Vulnerability in Grieving Part 1

“Vulnerability is the birthplace of love, belonging, joy, courage, empathy, and creativity. It is the source of hope, empathy, accountability, and authenticity. If we want greater clarity in our purpose or deeper and more meaningful spiritual lives, vulnerability is the path.”
Brené Brown

Well, maybe I’m pregnant then?  With a vulnerable set of truth sextuplets I haven’t stopped to look at yet?  What better time than now since it feels like an emotional train wreck.  And, I’m sifting through the remains.  Hollow and empty are driving and navigating the train that just ran me over.  Just sitting at the kitchen table clearing space on Jonah’s GO Pros.  WHAM!  What just happened?

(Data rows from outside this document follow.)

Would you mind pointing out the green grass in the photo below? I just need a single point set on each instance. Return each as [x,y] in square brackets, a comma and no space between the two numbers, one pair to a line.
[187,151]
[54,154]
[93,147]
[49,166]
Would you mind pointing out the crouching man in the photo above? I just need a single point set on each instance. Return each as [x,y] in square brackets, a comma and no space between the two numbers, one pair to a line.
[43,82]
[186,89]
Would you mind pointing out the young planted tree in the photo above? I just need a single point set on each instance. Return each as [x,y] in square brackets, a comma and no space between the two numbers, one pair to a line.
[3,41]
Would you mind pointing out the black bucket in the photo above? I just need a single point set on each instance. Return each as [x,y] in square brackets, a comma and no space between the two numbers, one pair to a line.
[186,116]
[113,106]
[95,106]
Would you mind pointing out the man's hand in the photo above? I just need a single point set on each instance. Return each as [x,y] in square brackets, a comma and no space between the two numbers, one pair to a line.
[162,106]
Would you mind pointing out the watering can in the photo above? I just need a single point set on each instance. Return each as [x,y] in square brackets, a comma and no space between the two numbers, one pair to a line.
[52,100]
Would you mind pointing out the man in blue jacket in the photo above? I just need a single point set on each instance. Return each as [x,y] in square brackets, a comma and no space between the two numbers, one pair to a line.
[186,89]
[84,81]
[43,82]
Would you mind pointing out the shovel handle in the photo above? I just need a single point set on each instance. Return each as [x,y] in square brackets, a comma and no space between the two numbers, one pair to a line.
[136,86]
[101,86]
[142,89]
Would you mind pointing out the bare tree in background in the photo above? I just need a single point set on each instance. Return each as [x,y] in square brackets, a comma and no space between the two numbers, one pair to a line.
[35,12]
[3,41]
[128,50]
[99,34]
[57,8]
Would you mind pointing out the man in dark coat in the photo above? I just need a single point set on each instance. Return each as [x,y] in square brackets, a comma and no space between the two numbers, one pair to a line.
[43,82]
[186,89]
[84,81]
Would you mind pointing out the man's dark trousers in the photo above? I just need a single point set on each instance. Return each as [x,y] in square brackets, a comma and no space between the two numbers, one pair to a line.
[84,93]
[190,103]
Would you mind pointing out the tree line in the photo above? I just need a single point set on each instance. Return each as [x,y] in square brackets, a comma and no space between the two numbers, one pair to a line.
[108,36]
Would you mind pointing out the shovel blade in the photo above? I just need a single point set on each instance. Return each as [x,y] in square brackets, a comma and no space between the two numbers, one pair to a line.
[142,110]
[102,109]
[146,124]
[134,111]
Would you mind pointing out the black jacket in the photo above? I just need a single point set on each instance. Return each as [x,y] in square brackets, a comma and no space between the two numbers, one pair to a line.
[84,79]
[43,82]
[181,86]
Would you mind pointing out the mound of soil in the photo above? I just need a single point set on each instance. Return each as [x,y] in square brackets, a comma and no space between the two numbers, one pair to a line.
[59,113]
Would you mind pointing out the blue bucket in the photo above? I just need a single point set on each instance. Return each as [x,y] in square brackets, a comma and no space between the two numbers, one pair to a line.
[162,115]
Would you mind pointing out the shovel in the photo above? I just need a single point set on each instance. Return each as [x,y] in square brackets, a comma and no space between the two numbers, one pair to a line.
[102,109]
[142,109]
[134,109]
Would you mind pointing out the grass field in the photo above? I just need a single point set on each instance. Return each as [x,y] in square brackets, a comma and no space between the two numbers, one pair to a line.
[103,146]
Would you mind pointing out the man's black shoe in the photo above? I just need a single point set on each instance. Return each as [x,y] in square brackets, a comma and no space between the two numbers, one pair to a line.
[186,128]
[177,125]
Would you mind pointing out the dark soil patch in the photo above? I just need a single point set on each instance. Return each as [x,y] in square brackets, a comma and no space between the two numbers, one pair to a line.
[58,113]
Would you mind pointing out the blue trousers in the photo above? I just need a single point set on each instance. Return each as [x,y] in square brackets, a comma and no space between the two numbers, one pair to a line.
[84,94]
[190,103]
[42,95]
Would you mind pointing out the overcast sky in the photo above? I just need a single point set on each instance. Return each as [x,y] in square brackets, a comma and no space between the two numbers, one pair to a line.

A memory of her.  A video of her.  My creative partner for nearly 18 years.  My art project partner since we’ve created 3 things together.  2 boys and a business.  But, there comes caveats with our projects.  There is pain with these realizations, because my partner is gone.  

Dead.  Died.  Gone.  This is the birthplace of my daily sorrow.  Maybe it’ll get better.  I’m sure someone somewhere will tell me that it will.  But, what if this feeling of being stuck is what I’ll keep getting because it’s all I keep seeing. The courage to see anything at this point seems…

I don’t want to be vulnerable because hope and courage have been super bittersweet companions.  I held out hope that my partner would have more time to…Who knows what she would have done.  She didn’t do what she wanted to do at the end.  She wanted to be in a different place.  I wanted to take her to that different place, but she wanted to listen to the doctors too.  It was…

Tragic.  At the end.

What remains are the echos of a life unfinished.  It’s very hard to believe that a person goes when their time has come.  What good is having an unknown expiration date?  The fear of not knowing when this will end.  Who’s going next.  What remains of…

Purpose.  I’m their father now.  Doing a teamwork job.  Alone.  But, not alone alone.  There is still our active “village that helps to raise the children” helping to raise the child in my direct care.  There is the emotional connection we had that I miss.  The agreements we lived through together.  The versions of love we were creating.  It wasn’t perfect…and at times, very dysfunctional.  We were navigating that together.  The added strain of incurable cancer was a weight on both of us we struggled deeply to weather.  The cancer wasn’t even operable.  There was no getting away from what was devouring my bride.

There was no way I could understand how to fight for a future that was going to stop creating for both of us.  I enjoyed creating opportunities with her.  I enjoyed exploring the unknown futures with her.  I struggled to be the type of support she was looking for until the end.  She just wanted someone to stand beside her and encourage her to keep working hard to build her piece of heaven on earth.  Our piece of heaven on earth.